This randomness pretty much ensures that the encounter has little connection to the adventure plot. It challenges the GM to improvise (which some like, but some don’t) and it may disrupt your session pacing.

I think there’s a middle ground: portable encounters. They are not fixed to a location, and they can relate to player choices and the course of the story in various ways. But they are planned and they appear at the GM’s discretion, not randomly. 

Why use portable encounters?

To look in a little more depth about why and how to use portable encounters, I’ll look more generally at why and how to use any encounters. There are actually some really useful ideas on encounter purposes in the 5e DMG in the random encounters section. But I’m expanding these to be more general.

To set scene, atmosphere and tone

Encounters (whether fixed, portable or random) can showcase a creature or character that establishes atmosphere for your world, or theme or tone for the current adventure. Your descriptions, and what encountered creatures do and say, can add to this and give information about your world. If you use portable encounters, you can provide this kind of flavour reliably without worrying about whether your PCs will choose to visit a certain fixed encounter, or having to adapt the tone of some random critter from the monster manual.

To tell the story

As well as the setting, encounters can reveal information about the plot.  Details like creature type, character identity, dialogue, or objects or documents discovered via the encounter, can reveal specific clues, plot points or establishing facts.

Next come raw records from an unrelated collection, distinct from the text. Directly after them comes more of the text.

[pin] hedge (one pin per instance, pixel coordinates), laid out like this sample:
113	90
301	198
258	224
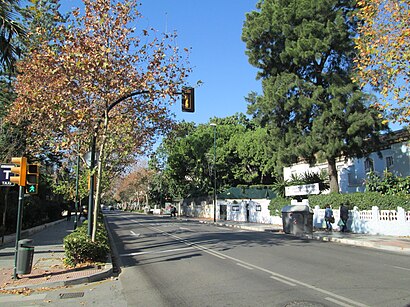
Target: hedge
80	249
363	201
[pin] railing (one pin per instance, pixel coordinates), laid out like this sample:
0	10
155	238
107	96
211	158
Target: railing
375	221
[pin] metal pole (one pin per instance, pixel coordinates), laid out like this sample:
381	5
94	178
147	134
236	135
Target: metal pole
18	228
214	173
76	191
91	195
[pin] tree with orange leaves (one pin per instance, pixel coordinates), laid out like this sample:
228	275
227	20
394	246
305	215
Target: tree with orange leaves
383	59
82	82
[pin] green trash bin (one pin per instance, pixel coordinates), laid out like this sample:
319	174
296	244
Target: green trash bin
25	254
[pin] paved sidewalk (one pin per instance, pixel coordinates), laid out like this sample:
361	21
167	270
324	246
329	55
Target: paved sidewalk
388	243
48	270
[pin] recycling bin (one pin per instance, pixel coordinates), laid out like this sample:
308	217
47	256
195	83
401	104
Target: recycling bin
25	254
297	219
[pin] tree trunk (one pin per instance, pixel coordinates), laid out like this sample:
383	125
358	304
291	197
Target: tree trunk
332	171
99	177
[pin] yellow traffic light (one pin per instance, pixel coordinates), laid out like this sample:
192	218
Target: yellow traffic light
19	171
188	99
33	173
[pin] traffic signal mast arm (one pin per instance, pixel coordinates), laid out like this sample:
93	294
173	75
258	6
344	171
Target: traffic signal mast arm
19	171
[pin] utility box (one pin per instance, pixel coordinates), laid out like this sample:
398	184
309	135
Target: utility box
25	254
297	219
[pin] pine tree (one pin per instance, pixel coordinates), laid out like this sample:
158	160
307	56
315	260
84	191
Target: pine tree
304	50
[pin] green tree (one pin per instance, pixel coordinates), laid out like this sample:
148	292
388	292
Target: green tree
383	56
304	51
81	80
188	157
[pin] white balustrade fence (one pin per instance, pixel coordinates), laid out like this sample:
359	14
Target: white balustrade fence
375	221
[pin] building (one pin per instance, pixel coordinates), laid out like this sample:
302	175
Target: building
392	154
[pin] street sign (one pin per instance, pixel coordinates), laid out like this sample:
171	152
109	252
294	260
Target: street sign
300	190
5	172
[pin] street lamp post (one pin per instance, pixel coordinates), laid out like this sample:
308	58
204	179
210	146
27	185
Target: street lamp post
214	125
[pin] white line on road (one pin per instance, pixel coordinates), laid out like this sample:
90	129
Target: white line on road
273	274
283	281
14	298
400	268
157	252
336	302
135	234
184	228
244	266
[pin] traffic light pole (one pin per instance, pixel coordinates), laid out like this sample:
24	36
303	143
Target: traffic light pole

There’s a particular subset of this function that is addressed in the DMG random encounters section: to give clues about upcoming encounters. Specifically, to foreshadow danger or to provide hints that will help the adventurers prepare for the encounters to come. With fixed and portable encounters as well as random, early/minor encounters can be a good way to give clues ahead of a big showdown. The climactic encounter will of course be tougher and more spectacular; by giving the PCs a chance to prepare themselves, you reward engagement and smart choices.

You can also use portable encounters more generally in storytelling. They can provide exposition, development or resolution to parts of the story or the whole thing. Their portability lets you make them happen in response to plot developments other than the arrival of the PCs at particular locations. They can happen at certain times, or they can happen as a result of certain PC choices or other events. They enable you to get early revelations in a useful sequence without railroading the PCs to certain locations. 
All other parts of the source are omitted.